AtomBlock-WebUI: A Synthetic UI Detection Dataset Tailored for YOLO
AtomBlock-WebUI is a synthetic dataset of roughly 9,700 full‑page web screenshots, each annotated with YOLO‑format bounding boxes for 14 UI element categories such as buttons, links, inputs, and structural blocks like navigation bars and sidebars. The data was generated by prompting the Qwen3.6‑plus LLM to produce semantic HTML layouts, injecting real images from the CC3M corpus via FAISS‑based caption retrieval, and rendering the pages with Playwright to extract pixel‑perfect element coordinates. The resulting annotations are directly aligned with the visual output, avoiding the inconsistencies of DOM‑based labeling methods.
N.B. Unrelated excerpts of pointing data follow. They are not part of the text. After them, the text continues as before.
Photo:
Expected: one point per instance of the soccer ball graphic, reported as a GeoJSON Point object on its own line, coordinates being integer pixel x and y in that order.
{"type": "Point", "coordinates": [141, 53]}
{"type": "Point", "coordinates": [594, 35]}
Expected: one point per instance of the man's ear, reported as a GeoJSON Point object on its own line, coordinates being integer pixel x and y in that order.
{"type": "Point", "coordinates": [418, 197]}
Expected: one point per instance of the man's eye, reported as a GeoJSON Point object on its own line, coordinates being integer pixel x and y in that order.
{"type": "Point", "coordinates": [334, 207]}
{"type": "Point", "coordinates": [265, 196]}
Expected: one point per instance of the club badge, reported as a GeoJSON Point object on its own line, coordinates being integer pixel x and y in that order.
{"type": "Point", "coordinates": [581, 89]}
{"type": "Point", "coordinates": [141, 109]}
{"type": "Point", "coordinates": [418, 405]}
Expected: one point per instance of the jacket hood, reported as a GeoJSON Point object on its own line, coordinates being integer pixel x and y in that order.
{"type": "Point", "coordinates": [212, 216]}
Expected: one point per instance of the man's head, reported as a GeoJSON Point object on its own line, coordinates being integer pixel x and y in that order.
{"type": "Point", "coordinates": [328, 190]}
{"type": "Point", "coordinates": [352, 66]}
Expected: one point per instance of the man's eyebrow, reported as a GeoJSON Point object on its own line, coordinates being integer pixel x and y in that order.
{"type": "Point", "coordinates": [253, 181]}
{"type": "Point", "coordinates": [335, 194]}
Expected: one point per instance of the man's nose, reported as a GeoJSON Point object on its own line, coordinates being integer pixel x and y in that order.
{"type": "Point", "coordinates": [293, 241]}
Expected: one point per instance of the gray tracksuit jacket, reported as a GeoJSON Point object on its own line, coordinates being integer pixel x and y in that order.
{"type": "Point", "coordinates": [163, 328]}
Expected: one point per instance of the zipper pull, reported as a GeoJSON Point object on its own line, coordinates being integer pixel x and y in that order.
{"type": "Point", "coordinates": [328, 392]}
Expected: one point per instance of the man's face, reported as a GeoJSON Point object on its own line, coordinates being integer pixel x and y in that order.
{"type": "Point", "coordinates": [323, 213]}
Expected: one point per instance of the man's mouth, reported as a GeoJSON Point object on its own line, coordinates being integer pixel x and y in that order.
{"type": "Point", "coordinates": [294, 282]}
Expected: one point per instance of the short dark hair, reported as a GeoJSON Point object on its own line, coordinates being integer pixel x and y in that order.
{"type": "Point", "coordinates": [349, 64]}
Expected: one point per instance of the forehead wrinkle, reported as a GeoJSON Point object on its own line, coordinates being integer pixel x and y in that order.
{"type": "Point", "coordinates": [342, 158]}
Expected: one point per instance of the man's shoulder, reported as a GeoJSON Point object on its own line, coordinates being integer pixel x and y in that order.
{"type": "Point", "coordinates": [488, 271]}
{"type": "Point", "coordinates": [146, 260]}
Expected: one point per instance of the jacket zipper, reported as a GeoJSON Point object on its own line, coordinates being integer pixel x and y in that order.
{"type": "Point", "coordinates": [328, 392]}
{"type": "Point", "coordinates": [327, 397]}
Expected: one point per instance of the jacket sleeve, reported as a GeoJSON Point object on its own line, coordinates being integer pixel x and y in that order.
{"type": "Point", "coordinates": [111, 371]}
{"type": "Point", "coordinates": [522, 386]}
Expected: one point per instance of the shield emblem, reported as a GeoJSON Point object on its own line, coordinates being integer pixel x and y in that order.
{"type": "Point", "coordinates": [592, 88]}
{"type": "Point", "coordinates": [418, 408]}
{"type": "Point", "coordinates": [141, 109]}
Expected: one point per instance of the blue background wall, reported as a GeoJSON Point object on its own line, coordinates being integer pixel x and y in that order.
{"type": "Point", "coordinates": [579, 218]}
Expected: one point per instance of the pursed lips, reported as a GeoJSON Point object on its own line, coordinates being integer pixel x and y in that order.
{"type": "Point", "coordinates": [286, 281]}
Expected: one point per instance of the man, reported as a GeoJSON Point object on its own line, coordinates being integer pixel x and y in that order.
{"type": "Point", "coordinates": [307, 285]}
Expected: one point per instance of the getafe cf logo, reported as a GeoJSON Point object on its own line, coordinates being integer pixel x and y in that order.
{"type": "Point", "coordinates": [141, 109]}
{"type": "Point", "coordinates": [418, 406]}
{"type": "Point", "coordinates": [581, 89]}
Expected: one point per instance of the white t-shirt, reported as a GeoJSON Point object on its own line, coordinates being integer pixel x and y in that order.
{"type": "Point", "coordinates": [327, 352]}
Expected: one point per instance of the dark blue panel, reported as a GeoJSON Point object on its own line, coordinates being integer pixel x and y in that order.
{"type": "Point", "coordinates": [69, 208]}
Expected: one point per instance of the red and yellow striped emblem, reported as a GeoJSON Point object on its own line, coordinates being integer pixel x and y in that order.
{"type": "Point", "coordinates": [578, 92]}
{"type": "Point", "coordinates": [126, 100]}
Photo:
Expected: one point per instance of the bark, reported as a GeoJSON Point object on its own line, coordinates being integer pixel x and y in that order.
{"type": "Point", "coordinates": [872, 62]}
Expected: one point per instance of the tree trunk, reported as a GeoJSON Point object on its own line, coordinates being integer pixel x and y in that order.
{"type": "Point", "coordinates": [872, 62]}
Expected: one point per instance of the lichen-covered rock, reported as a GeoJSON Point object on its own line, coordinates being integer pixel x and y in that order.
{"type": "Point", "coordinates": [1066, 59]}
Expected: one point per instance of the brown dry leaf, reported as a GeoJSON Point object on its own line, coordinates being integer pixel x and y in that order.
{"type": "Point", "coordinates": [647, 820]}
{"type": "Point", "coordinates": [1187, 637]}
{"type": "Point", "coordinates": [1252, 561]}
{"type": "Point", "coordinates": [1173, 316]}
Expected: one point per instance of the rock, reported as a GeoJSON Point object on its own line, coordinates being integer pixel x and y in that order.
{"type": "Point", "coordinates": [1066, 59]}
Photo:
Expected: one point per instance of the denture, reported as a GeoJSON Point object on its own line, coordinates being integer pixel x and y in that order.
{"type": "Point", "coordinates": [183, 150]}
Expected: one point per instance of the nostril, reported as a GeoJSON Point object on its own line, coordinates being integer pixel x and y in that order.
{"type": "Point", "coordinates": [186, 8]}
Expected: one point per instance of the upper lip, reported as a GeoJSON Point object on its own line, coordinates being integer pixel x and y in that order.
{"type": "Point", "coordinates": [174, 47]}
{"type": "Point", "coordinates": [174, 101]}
The dataset is organized into standard YOLO folders (train/val/test) and includes the original HTML files, injected images, raw screenshots, and visualizations with overlayed boxes. With 1,321,234 total bounding boxes and a clear class distribution—most prominently links (47.4%) and icons (14%)—it offers a rich training source for object‑detection models targeting web UI components. The README provides a ready‑to‑use training script for Ultralytics YOLO, emphasizing that mosaic augmentation is unsuitable for UI detection due to the small, densely packed nature of UI elements.
AtomBlock-WebUI stands out because it bridges the gap between synthetic layout generation and real‑world visual diversity by embedding authentic images, and it supplies precise geometric labels extracted from rendered pages rather than heuristic DOM parsing. Licensed under CC BY‑NC‑SA 4.0 with additional restrictions from Mind2Web and CC3M, the dataset is intended for non‑commercial research, making it a valuable resource for academia and open‑source projects focused on UI automation, accessibility, and layout analysis.
Project Ideas
- Fine‑tune a YOLO model on AtomBlock-WebUI to create a real‑time UI element detector for automated testing tools.
- Develop a browser extension that highlights detected UI components on live websites using a model trained on this dataset.
- Generate synthetic UI screenshots for data‑augmentation pipelines in multimodal models that need visual UI understanding.
- Build a UI design assistant that suggests missing components (e.g., buttons or navigation blocks) based on detected layout gaps.
- Create a benchmark suite that evaluates UI element detection performance across synthetic and real web pages using the provided annotations.